As regard the relation between serum DKK-1 and TNM staging, our result raveled a significant difference between serum DKK-1 concentrations in different stages (I, III and IV) of NSCLC. Furthermore, our correlation study revealed a significant positive correlation between DKK-1 and TNM staging.
Our study also revealed a highly significant difference between serum DKK-1 concentrations in different NSCLC grades. Furthermore, our correlation study revealed a significant negative correlation between serum DKK-1 and the grade of differentiation of NSCLC. These findings suggested that higher DKK-1 is associated with worse prognosis.

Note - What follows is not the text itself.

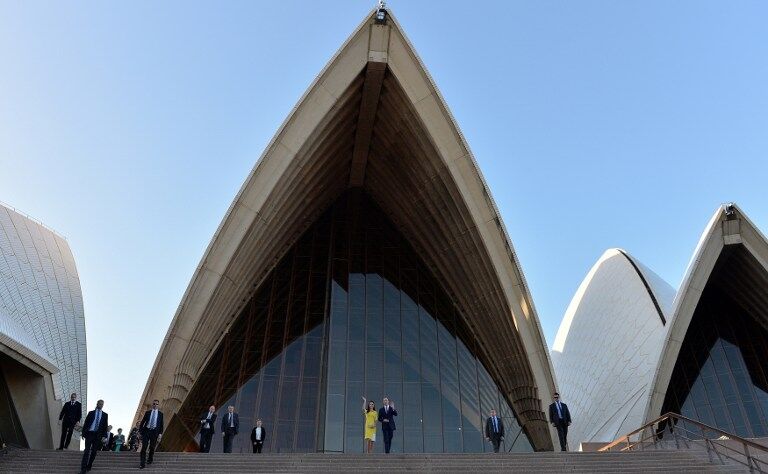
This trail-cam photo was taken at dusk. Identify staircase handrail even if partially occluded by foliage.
[598,412,768,472]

Assessment of diagnostic performance of serum DKK-1 in our study revealed that the best cut-off for DKK-1 to discriminate lung cancer patients from those with benign lung diseases was ≥2450 pg/mL. This cut-off provided sensitivity and a specificity of 57% and 90% respectively, PPV and NPV of 85% and 68% respectively, diagnostic efficiency of 73% and the AUC is 0.644. Furthermore, the diagnostic performance of serum DKK-1 to discriminate lung cancer patients from those of healthy control was assessed and the best cut-off was ≥1960 pg/mL. This cut-off provided sensitivity and a specificity of 73% and 96% respectively, PPV and NPV of 96% and 75% respectively, diagnostic efficiency of 84% and the AUC is 0.746.